A Sudoku-Solving Neural Network
1. Introduction
When I set out to start my research and development assignment, I wanted to find something that would blend my world of interests with the game development scene. It has been a long time since I did anything related to game development at all, so to go dive headfirst into research about shaders did not seem like the greatest idea. My interest lies in data and the cool things you can do with it, such as machine learning. From there, I figured I could train a neural network to solve sudokus.
Of course, there is absolutely no real world need for this, but regardless it seemed like a fun challenge. Sudokus are quite a fun, unique mathematical puzzle – in the way that every sudoku only has one possible solution. Meanwhile, there are almost infinite possible sudokus to solve. Or well, infinite to our little brains.. there are actually 6,670,903,752,021,072,936,960 possible solvable sudoku grids according to Brittanca [1] (that’s 6 sextillion, 670 quintillion, 903 quadrillion, 752 trillion, 21 billion, 72 million, 936 thousand, 960 – in case you were wondering).

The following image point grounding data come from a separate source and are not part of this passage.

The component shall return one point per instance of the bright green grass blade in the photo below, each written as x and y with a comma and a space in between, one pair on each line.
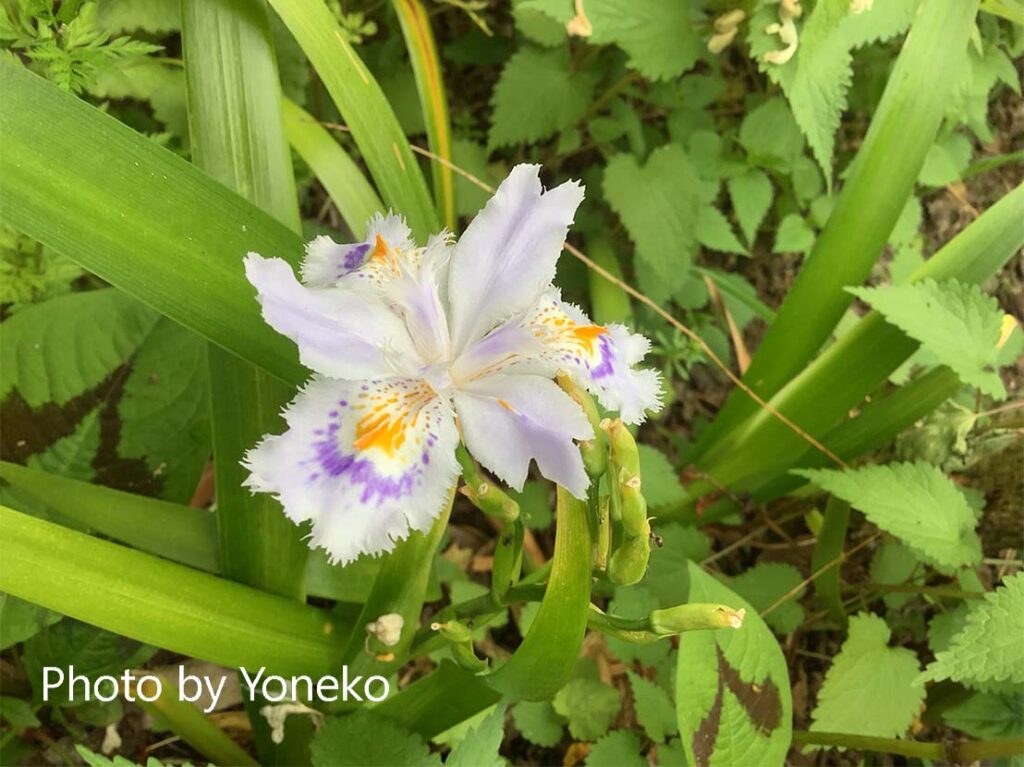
178, 533
902, 131
235, 123
194, 726
351, 193
545, 659
365, 110
237, 136
857, 364
138, 216
162, 603
433, 100
439, 701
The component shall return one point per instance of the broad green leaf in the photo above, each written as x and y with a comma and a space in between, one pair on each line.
793, 236
617, 749
872, 196
658, 204
751, 194
869, 688
480, 746
987, 715
763, 584
368, 739
715, 231
987, 650
660, 482
770, 135
589, 705
915, 502
732, 687
538, 95
164, 604
92, 651
95, 385
20, 620
659, 38
539, 722
151, 223
365, 110
956, 323
654, 709
548, 653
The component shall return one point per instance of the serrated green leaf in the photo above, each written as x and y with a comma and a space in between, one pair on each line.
915, 502
590, 707
480, 746
771, 136
763, 584
368, 739
619, 749
92, 651
732, 688
538, 95
715, 231
539, 722
659, 38
654, 709
816, 79
20, 620
987, 716
957, 323
869, 688
751, 194
988, 648
658, 205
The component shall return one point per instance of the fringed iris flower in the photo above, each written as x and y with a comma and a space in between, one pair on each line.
416, 347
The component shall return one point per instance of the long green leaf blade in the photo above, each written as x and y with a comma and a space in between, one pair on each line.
365, 110
237, 136
888, 164
162, 603
355, 198
138, 216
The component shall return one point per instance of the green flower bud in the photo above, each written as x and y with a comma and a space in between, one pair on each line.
694, 618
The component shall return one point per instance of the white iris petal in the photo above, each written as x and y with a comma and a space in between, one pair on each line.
402, 339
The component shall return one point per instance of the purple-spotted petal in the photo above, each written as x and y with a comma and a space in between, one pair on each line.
340, 333
601, 358
327, 261
365, 462
507, 256
507, 421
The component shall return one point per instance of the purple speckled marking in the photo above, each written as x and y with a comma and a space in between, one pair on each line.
606, 368
353, 258
360, 471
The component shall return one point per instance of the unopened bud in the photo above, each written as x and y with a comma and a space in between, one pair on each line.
387, 629
695, 618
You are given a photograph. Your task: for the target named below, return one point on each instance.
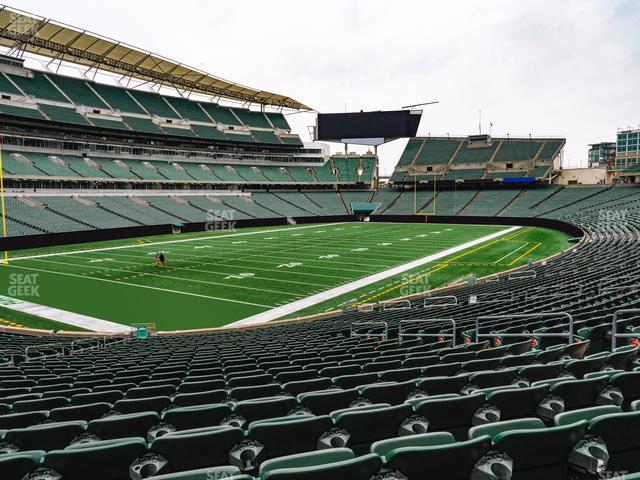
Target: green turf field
(216, 278)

Originally I intended to research the differences between different neural networks created by different Python libraries, however, over time this research direction changed somewhat. I first changed (with approval of the lecturers) to wanting to use computer vision to ‘read’ a sudoku and then use my neural network to solve this sudoku puzzle. Due to unforeseen circumstances this was not possible, so I ended up comparing my neural network to the original backtracking solution to the problem. What came out of this research is displayed in this blogpost, which does not include my steps towards other libraries or computer vision.

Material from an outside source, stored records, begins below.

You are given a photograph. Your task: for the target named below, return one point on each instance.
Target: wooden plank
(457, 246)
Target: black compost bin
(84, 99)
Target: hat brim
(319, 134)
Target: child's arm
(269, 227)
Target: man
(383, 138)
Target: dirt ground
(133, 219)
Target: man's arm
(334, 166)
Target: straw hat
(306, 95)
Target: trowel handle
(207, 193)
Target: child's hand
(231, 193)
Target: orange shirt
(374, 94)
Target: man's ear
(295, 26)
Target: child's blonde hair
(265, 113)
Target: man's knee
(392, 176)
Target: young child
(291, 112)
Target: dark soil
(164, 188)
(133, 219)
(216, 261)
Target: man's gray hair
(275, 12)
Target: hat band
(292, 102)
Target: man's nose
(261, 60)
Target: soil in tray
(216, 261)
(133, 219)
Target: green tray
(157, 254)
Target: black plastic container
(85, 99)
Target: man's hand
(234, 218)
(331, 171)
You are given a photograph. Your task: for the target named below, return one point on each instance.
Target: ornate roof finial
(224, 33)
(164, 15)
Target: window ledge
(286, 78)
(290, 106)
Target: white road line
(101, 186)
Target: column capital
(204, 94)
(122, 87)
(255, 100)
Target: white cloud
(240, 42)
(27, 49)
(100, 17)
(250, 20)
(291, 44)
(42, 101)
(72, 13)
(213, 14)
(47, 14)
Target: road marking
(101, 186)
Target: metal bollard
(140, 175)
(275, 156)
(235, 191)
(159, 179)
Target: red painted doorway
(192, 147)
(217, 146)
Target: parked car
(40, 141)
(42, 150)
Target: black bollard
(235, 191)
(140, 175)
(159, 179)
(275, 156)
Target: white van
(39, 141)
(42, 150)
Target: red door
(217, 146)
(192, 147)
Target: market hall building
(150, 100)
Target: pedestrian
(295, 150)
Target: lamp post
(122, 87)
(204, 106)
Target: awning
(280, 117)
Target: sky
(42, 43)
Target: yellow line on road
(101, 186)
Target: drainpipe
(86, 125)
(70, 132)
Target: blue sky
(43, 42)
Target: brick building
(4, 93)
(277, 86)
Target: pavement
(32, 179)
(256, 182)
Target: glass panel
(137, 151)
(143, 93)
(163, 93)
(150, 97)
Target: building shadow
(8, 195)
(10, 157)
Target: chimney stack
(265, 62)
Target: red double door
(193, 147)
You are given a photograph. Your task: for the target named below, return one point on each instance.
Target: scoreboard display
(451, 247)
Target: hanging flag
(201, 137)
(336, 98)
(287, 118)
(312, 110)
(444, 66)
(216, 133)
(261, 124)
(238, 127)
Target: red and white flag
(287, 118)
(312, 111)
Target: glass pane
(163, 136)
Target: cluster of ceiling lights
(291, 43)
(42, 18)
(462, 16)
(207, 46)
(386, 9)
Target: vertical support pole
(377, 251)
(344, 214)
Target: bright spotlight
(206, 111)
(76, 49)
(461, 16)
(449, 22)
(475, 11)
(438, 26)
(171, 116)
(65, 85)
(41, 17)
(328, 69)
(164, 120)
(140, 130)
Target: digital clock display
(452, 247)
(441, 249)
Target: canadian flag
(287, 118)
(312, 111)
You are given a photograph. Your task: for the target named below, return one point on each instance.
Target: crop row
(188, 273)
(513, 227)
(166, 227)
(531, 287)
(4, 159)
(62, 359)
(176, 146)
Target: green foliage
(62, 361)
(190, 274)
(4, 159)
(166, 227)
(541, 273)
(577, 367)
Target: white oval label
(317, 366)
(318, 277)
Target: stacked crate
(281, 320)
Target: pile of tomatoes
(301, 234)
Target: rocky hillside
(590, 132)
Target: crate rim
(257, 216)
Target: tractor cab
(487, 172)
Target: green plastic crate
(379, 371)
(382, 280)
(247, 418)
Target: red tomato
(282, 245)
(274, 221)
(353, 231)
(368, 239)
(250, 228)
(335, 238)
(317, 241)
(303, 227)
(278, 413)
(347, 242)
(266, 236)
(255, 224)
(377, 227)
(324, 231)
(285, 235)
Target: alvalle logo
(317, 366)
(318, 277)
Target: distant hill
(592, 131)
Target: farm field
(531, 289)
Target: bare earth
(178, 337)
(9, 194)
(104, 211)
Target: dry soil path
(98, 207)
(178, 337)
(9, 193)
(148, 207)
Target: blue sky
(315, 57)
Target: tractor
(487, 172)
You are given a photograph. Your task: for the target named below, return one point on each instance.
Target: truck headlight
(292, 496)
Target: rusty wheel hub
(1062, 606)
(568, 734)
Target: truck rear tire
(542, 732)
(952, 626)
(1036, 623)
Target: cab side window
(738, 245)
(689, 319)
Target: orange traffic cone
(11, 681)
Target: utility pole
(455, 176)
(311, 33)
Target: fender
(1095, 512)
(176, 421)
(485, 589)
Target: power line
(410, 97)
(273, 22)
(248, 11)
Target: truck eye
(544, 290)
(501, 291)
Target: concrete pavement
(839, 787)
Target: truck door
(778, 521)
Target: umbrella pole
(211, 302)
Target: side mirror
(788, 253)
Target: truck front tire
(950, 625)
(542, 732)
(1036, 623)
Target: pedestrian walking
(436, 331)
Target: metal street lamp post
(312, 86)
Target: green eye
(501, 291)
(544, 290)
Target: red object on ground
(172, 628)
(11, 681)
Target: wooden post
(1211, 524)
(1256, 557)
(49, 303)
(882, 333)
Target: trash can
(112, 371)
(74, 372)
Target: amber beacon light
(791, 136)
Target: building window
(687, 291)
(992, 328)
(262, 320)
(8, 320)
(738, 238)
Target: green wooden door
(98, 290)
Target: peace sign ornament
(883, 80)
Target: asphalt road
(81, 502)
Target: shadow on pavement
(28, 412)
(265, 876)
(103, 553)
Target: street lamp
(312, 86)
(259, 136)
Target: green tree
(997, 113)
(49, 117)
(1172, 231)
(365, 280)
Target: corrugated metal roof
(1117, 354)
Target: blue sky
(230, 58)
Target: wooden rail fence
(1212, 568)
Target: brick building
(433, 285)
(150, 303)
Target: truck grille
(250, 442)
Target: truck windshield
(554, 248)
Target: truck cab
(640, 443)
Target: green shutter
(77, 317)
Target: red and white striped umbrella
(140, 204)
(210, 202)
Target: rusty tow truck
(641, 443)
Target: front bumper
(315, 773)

1.1 Classification or regression
The research question brought me to an interesting debate quite early on in my research. In machine learning (especially supervised learning), you tend to think in two types of problem spaces. Your problem is either a regression problem, where you try to find the relationship between different variables to reach a prediction of sorts. Or, your problem is a classification problem, where you try to predict if data is part of class A, B, C etcetera. I had some discussions about this with Daniel and my guild members, but we kept going back and forth. Eventually it did not matter much, since you don’t need to know whether it is a regression problem or a classification problem when working with neural networks.
1.2 Python libraries
Having picked my research subject, I looked into multiple different neural network libraries for Python. The three main ones you come across are Keras, TensorFlow and PyTorch.

According to Edureka [2], Keras is a high-level API capable of running on top of TensorFlow. It has gained favor for its ease of use and syntactic simplicity, facilitating fast development. Meanwhile, TensorFlow is a framework that provides both high and low level APIs while PyTorch is a low-level API. What this means in layman’s terms, is that you need a lot more knowledge to build a neural network in PyTorch than you need for a Keras neural network. As a downside to this, Keras tends to be slower than TensorFlow and PyTorch and it does tend to struggle with large datasets more than a PyTorch neural network. This tends to make Keras unsuitable for production environments, but it does make it a perfect fit for this research project.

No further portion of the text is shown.